1. Field of the Invention
The present invention relates to telecommunications systems and methods and more specifically to a high-quality voice network architecture.
2. Introduction
There is a longstanding problem of poor quality in speech delivered over telephone networks and specifically the public switched telephone network (PSTN). The PSTN is the concatenation of the world's public circuit-switched telephone networks. Originally a network of fixed-line analog telephone systems, the PSTN now has many digital and wireless components. The PSTN is largely governed by technical standards and uses telephone numbers for addressing. The basic telephone system still uses basic power communication principles wherein a central office that applies power to the telephone lines. Many users have noticed that in a power outage, they still have a telephone signal for this reason. These lines are typically copper or a hybrid of fiber and coaxial cable. They inherently are low bandwidth transmission lines. There has been a desire over time to increase the bandwidth of these standard transmission lines such as data by data compression.
The basic digital circuit in the PSTN is a 64-kilobit-per-second channel, originally designed by Bell Labs called a “DS0” or Digital Signal 0. To carry a typical phone call from a calling party to a called party, the audio sound is digitized at an 8 kHz sample rate using 8-bit pulse code modulation. The DS0's are the basic granularity at which switching takes place in a telephone exchange. DS0's are also known as timeslots because they are multiplexed together in a time-division fashion. Multiple DS0's are multiplexed together on higher capacity circuits, such that 24 DS0's make a DS1 signal, which when carried on copper is the well-known, T-carrier system, T1 (the European equivalent is an E1, containing 32 64 kbit/s channels). In modern networks, this multiplexing is moved as close to the end user as possible, usually into cabinets at the roadside in residential areas, or into large business premises.
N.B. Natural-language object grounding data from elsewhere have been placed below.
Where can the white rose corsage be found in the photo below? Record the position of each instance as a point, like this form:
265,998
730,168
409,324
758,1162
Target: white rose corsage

The timeslots are conveyed from the initial multiplexer to the exchange over a set of equipment collectively known as the access network. The access network and inter-exchange transport of the PSTN use synchronous optical transmission (SONET and SDH) technology, although some parts still use the older Plesiochronous Digital Hierarchy (PDH) technology.
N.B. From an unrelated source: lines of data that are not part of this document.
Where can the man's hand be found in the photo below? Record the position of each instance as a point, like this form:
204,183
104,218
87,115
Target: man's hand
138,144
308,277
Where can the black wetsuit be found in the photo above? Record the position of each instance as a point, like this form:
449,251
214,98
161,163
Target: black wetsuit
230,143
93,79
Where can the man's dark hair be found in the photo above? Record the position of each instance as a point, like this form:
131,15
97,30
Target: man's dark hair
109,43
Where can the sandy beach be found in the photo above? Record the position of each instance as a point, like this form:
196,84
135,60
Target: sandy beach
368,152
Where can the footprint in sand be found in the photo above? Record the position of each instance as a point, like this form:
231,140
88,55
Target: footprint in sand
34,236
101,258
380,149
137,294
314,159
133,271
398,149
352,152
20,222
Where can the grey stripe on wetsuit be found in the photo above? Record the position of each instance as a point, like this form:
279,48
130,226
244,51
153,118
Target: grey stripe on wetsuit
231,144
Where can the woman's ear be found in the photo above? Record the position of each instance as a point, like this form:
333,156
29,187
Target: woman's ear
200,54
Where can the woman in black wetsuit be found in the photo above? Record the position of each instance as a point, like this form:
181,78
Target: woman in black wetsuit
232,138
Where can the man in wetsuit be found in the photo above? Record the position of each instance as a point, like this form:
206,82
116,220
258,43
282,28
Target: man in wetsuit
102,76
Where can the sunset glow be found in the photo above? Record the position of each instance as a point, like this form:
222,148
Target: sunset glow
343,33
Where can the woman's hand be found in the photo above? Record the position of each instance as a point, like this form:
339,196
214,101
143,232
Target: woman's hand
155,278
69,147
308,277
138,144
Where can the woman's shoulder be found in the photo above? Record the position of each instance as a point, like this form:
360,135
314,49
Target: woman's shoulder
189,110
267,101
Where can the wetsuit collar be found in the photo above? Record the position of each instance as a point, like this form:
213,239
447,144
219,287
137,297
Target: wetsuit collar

In addition to the mu-law and A-law coding techniques commonly used in the PSTN to improve the dynamic range in the voice passband, various compression techniques (e.g., ADPCM, CELP) for data transmission rates under 64 kbps are also widely deployed. These efforts are attempts to improve the network efficiency with minimal degradation to the quality of sound transmitted over cellular radio access network and packet-based (e.g., IP and ATM) networks. However, there has yet be established a definitive technology for improving the transmission of sound over telephone-band networks.
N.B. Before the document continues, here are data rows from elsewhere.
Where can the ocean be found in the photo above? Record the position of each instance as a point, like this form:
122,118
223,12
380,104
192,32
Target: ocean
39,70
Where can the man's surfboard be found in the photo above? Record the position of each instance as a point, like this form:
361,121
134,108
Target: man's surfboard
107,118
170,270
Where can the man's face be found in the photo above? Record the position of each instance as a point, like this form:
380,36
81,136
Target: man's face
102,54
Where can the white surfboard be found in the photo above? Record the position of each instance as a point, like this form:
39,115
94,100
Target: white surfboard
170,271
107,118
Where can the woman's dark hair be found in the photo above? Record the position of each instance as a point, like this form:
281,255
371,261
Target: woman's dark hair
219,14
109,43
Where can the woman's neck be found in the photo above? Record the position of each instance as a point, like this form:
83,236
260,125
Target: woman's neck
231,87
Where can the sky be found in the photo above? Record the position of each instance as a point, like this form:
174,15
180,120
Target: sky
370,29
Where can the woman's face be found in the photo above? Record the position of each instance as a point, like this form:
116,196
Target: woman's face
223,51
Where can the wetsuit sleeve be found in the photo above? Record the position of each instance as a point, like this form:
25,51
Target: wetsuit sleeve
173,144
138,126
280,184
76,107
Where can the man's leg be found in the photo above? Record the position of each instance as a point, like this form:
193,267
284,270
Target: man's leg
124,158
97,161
The reduction in sound quality over the telephone has many downsides. For example, in normal conversation, sounds or portions of words spoken may be dropped or lost via the low bandwidth. These kinds of disturbances hinder the enjoyment of any conversation. In many languages, small sound nuances provide different meanings and any degree of reduced sound quality reduces the capability of hearing and understanding the speaker.
In addition to human-human interaction, the instances of human-computer speech interaction are also increasing. For example, people may call a help line for a business and engage in a human-computer dialog using technology available from AT&T Corp. These speech services include a speech server that includes modules for automatic speech recognition (ASR), language understanding, dialog analysis, and text-to-speech for carrying on a conversation with the user using natural language. These components are known to those of skill in the art. These systems, however, require clean speech from the user to provide accurate and acceptable ASR. With standard telephone speech, however, the low-bandwidth speech, with dropped portions of words transmitted and low quality sound “hear” by the ASR module of a speech recognition system, reduce the capability of the system to engage the user in a normal conversation.
What is needed in the art is an efficient and effective technology for improving the quality of voice and other sounds transmitted over the PSTN or similar network. These improvements will provide more enjoyable personal discussions as well as improve the use of spoken dialog systems over PSTN networks.